Since FSA was a law regarding the use of guns, it was only a matter of moments before a suit would be filed. At the district level, the court applied a form of intermediate scrutiny. Under such a standard, the government must prove that the law regulating the prohibited behavior must advance an important government interest. With such wiggly language, the intermediate scrutiny standard was essentially nothing more than a slightly beefed up version of the familiar "rational basis" standard.

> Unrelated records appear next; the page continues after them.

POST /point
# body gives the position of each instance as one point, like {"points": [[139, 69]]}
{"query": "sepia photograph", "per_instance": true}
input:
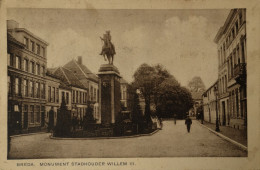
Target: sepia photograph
{"points": [[79, 75], [112, 87]]}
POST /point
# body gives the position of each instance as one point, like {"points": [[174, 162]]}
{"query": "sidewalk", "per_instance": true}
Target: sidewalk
{"points": [[239, 136]]}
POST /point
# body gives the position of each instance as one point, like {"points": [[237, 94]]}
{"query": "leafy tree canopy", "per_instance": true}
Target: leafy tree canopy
{"points": [[196, 84]]}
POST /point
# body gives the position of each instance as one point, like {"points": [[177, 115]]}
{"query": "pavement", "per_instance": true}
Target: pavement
{"points": [[172, 141], [237, 135]]}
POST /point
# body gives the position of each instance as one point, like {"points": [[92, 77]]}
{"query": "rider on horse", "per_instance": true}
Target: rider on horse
{"points": [[108, 48]]}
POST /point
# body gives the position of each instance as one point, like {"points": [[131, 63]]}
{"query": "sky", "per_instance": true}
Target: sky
{"points": [[180, 40]]}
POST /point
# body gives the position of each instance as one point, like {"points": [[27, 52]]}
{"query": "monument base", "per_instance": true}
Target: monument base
{"points": [[109, 94]]}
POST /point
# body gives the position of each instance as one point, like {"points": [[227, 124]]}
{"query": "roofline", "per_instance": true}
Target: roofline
{"points": [[12, 39], [225, 26], [210, 87], [65, 74], [30, 33], [83, 71]]}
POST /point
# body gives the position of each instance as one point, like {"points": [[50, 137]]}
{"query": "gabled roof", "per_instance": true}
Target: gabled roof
{"points": [[81, 71], [196, 95], [12, 39], [123, 81]]}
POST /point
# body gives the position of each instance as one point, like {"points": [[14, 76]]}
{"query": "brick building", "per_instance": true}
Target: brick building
{"points": [[210, 103], [26, 79], [232, 57]]}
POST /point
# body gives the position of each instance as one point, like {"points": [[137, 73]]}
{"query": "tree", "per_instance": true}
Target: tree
{"points": [[144, 80], [88, 119], [63, 124], [196, 84], [173, 99], [162, 75]]}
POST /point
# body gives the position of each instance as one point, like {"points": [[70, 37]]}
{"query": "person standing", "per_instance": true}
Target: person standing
{"points": [[188, 123], [175, 117]]}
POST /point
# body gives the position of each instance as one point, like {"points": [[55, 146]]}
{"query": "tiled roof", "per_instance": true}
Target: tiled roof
{"points": [[74, 81], [68, 78], [123, 81], [11, 38], [81, 70], [89, 74], [196, 95]]}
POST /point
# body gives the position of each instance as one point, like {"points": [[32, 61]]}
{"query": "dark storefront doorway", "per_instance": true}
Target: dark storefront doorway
{"points": [[51, 119], [224, 113]]}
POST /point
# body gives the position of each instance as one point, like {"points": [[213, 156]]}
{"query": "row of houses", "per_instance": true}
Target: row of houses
{"points": [[226, 99], [35, 92]]}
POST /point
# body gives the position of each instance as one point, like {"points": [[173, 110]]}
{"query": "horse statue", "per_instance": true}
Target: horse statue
{"points": [[108, 49]]}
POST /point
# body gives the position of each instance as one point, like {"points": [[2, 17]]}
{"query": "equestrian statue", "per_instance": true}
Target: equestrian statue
{"points": [[108, 49]]}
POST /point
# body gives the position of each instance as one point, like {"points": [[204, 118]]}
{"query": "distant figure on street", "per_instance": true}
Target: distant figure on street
{"points": [[188, 123], [174, 117]]}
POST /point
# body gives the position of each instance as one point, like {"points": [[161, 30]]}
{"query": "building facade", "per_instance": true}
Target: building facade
{"points": [[232, 56], [52, 100], [27, 62], [210, 104]]}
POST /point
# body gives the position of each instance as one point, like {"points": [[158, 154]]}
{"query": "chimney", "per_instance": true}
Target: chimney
{"points": [[12, 24], [80, 59]]}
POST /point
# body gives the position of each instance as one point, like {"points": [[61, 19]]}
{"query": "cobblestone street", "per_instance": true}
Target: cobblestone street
{"points": [[171, 141]]}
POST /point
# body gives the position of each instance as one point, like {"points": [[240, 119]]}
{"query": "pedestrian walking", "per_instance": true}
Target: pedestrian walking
{"points": [[188, 123]]}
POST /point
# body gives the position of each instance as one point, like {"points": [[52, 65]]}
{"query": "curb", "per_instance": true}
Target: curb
{"points": [[27, 134], [226, 138], [97, 138]]}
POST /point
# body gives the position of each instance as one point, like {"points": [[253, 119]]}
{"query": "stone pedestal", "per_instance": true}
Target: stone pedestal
{"points": [[109, 94]]}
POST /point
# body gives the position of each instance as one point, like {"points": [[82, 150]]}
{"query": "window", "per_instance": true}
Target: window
{"points": [[63, 95], [77, 97], [25, 110], [17, 86], [32, 67], [49, 93], [10, 59], [25, 88], [26, 42], [238, 56], [240, 18], [32, 114], [233, 33], [57, 95], [38, 69], [38, 116], [42, 70], [67, 97], [237, 27], [9, 84], [43, 51], [38, 90], [38, 48], [42, 91], [32, 46], [18, 62], [31, 92], [26, 66], [95, 95], [53, 94], [80, 97], [73, 96], [43, 113], [91, 93]]}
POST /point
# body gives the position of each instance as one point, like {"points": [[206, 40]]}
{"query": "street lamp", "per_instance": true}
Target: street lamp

But intermediate scrutiny, according to the Fourth Circuit Court, was the incorrect standard. Better, at least to two judges, is strict scrutiny. The majority opinion cited two SCOTUS cases for their reasoning: D.C. v. Heller and McDonald v. Chicago. It also relied on a 3rd Circuit "common use" test eventually adopted by the Fourth Circuit in U.S. v. Chester. Strict scrutiny is the standard typically applied in legal controversies in which a "fundamental right" is regulated by the state. Application of this standard virtually guarantees a win for the plaintiff.

Magazines Are Guns

With regards to high capacity magazines, the circuit dismissed the attorney general's contention that magazines should not be even discussed because they are not weapons. The ubiquity of high capacity magazine, the circuit argued made them "common and standard." That characteristic alone makes them subject to the Second Amendment.

Destined for Supreme Court?

SCOTUS had been trying to punt the issue of whether there is a right to own assault weapons for sometime; and it did it again with Highland Park. Is it only a matter of time before the high court will have no choice but to take on this hot-potato issue?